| name | devflow-area-ideation |
| description | Use when the user pasted an Area-Idea-Hunt-Prompt from the IdeasPage Garage. Drives a Wiki-grounded ideation routine — never out-of-thin-air-brainstorming, every idea must reference real wiki entries. Output is 3 Pick&Plan-ready proposals as JSON. |
| flow_state | any |
| hooks | [] |
| discipline_token | devflow-area-ideation |
| ported_from | NEW (DF-318) |
| iron_laws | ["Every idea must cite at least one real ADR / pattern / runbook from the wiki — no hallucinated entities.","Prefer extending existing decisions over inventing new abstractions (DF-310 Iron Law).","Each idea is Pick&Plan-ready (clean summary + 2-3 sentence description) — not vague brainstorm bullets."] |
Skill: devflow-area-ideation
Wiki-grounded ideation. When the user clicks "Copy prompt" on the IdeasPage and pastes the result into Claude, this skill drives the response. The prompt has the Wiki-context pre-loaded — don't ignore it, use it.
When to use
- The user pasted a prompt that starts with
# Idea-Hunt: <area> for this project.
- The prompt contains a
## Context section with ADRs / patterns / runbooks already listed.
- Tasks ask for "3 concrete next-step ideas" or "3 market-opportunity ideas".
Process
1. Read the prompt's Context section completely
The IdeasPage already pulled the relevant wiki snapshot. Don't re-fetch the same data — extend it:
wiki_get_briefing({ flowId }) — only if you have an active flow context (rare for ideation).
wiki_search({ q: <area-name> }) — to surface entries the prompt didn't pre-load.
wiki_get_index({ projectId }) — to see if the area has more entries grouped by lifecycle.
pending_work({ projectId, tags: [<area>] }) — what's already in flight.
2. For each candidate idea — verify wiki-grounding
For every idea you generate, ask: which existing ADR / pattern / runbook does this build on? If you can't name one, the idea is too thin — discard or refine.
If the area is market (signal: prompt says "market-opportunity ideas"), allow looser grounding — but still name ONE wiki entry per idea ("extends [[ADR-X]]" or "fills the gap left by [[pattern:Y]]").
3. Output exactly 3 ideas as JSON
[
{
"summary": "Concise ticket-style summary (≤80 chars)",
"description": "2-3 sentences: what + why, grounded in wiki",
"wikiEvidence": ["ADR-014", "pattern:rate-limit"],
"kindOfWork": "feature" | "refactor" | "research" | "runbook" | "adr"
}
]
After the JSON, add a 2-line verdict explaining if the area looks healthy (rich context → easy ideation) or thin (worth investing in wiki harvesting first).
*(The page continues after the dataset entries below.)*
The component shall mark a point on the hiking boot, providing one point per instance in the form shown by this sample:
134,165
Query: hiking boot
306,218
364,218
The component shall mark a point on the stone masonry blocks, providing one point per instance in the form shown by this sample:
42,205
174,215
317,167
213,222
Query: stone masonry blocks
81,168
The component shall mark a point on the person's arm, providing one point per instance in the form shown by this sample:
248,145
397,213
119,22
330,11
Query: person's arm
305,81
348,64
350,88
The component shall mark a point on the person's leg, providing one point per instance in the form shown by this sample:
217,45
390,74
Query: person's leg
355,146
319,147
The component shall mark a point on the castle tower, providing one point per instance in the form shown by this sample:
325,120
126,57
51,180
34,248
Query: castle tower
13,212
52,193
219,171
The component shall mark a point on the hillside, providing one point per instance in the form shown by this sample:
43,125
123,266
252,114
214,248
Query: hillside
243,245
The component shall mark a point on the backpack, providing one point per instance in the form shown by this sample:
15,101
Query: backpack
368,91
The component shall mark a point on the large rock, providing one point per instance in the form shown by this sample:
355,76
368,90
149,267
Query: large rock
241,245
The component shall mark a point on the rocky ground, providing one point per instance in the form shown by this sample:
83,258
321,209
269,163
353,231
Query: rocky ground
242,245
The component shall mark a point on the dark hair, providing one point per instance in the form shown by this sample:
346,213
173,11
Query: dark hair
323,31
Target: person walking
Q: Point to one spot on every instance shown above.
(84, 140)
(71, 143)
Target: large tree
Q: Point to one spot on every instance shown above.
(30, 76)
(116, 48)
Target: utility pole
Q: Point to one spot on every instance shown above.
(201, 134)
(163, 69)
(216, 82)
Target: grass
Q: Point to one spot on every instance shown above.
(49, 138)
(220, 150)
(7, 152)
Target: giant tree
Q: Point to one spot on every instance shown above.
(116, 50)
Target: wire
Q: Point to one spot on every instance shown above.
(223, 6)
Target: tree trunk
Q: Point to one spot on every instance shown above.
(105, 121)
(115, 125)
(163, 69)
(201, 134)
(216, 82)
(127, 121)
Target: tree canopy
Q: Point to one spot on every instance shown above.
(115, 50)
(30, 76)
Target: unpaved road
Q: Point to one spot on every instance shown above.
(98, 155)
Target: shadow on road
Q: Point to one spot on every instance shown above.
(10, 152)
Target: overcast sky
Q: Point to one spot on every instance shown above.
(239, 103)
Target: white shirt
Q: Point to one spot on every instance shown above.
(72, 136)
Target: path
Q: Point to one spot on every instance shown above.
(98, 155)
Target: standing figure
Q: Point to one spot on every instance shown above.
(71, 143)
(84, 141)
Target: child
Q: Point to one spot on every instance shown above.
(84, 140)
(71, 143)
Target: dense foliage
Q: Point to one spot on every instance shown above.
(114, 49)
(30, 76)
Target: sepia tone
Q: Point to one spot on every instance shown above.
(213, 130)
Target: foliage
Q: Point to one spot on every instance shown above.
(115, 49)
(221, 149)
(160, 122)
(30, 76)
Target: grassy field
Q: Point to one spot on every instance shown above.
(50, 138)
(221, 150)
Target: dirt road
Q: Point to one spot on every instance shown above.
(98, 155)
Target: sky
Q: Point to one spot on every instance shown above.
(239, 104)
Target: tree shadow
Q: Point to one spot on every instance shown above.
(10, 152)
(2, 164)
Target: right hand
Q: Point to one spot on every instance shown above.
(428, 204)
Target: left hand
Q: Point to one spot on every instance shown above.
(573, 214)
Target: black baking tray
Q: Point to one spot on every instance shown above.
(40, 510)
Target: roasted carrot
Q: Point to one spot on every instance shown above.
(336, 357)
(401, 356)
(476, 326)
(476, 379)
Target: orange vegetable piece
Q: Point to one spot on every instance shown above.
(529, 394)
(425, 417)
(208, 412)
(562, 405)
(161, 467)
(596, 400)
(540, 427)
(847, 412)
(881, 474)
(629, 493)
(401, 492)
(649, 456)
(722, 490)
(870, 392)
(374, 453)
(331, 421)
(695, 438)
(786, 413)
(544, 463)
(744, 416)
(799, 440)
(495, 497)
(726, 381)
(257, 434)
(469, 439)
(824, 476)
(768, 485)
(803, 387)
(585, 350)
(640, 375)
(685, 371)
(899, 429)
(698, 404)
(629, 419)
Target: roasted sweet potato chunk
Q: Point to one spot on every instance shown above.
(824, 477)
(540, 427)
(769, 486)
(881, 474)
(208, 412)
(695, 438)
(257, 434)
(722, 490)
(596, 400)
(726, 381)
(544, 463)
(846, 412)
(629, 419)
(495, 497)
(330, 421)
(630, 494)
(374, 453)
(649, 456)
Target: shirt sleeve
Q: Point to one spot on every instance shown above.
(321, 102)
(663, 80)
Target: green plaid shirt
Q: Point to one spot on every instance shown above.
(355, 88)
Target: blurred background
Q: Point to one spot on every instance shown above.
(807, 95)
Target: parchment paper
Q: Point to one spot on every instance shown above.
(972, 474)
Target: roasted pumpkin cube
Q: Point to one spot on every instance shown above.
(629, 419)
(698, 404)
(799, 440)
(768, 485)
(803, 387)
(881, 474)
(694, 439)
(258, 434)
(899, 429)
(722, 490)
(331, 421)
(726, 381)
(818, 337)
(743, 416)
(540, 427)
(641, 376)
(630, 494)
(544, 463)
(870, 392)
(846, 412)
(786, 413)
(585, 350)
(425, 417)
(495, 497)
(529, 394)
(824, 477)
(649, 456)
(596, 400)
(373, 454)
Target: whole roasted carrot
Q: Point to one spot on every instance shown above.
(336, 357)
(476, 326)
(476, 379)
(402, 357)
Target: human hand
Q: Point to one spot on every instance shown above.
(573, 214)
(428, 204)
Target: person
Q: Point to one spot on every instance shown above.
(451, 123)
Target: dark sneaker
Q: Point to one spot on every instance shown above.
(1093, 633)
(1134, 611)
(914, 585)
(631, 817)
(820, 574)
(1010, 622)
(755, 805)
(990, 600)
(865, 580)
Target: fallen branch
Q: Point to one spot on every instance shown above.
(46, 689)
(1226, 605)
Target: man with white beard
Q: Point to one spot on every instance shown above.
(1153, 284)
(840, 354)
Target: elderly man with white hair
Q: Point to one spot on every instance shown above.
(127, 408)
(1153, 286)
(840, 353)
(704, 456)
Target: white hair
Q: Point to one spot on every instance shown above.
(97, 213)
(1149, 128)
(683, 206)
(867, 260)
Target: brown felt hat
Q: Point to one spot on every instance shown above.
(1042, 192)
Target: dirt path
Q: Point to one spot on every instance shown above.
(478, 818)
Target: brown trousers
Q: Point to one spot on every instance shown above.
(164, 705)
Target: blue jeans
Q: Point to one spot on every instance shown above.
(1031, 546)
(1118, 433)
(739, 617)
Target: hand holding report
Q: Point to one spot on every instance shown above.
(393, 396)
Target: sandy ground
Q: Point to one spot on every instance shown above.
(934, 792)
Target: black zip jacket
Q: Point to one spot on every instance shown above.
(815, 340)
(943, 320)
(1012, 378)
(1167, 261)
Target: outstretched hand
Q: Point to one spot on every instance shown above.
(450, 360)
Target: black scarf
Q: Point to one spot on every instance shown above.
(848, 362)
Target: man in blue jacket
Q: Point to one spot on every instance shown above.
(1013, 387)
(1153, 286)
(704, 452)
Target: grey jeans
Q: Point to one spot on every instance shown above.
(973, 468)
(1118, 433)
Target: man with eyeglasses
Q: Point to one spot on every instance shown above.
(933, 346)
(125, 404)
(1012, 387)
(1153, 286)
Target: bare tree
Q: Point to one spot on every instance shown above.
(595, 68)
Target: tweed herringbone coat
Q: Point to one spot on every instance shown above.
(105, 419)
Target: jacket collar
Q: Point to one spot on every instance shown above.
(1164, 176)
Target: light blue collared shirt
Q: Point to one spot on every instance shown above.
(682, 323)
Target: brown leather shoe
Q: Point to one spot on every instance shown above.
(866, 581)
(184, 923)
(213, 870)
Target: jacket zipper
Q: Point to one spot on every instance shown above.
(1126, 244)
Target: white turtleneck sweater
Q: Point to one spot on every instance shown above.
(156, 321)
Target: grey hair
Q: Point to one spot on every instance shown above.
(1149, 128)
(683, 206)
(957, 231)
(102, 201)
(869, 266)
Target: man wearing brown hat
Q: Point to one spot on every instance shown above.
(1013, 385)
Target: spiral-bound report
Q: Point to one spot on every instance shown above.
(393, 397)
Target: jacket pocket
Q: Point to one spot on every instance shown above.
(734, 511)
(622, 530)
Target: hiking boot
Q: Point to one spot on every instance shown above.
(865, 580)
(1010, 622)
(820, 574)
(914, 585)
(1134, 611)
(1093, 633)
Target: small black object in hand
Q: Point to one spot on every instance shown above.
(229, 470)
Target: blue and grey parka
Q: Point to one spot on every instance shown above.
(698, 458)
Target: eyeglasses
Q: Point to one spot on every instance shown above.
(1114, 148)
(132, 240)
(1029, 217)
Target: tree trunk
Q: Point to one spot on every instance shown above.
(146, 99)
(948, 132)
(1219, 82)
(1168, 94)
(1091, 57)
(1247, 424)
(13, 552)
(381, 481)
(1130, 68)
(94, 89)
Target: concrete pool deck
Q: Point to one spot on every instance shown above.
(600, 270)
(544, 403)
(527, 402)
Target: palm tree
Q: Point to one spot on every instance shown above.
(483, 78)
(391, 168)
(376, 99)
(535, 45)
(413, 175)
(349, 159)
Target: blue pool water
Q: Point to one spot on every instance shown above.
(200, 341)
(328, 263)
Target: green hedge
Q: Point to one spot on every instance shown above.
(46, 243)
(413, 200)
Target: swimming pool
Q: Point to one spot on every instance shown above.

4. Optional: emit discipline-token
devflow_token_emit({
flowId: <currentFlowId or null>,
skillName: 'devflow-area-ideation',
evidence: {
area: '<area-name>',
ideas: [{ summary, kindOfWork, wikiEvidence }],
verdict: 'healthy' | 'thin',
completedAt: new Date().toISOString()
}
})
Why this exists
Three failure-modes this skill prevents:
- Pure-LLM-Brainstorm — Claude invents 10 generic startup-ideas with zero project-grounding. Useless for an existing codebase.
- Ignored wiki-context — the prompt has all the context but Claude still goes meta-research-mode. Wastes the curation work.
- Vague bullet-points — "improve performance" instead of "extend ADR-027 with a connection-pool variant for SQLite WAL mode". Pick&Plan needs concrete tickets.
Cross-references
- DF-318 introduced the IdeasPage Prompt-Garage + this skill.
- DF-310 LLM-Wiki Pattern — the underlying compounding-artifact philosophy.
devflow-knowledge-completer — Iron Law sister (extend > dismiss).
devflow-pattern-reuse — used during planning when an idea becomes a flow.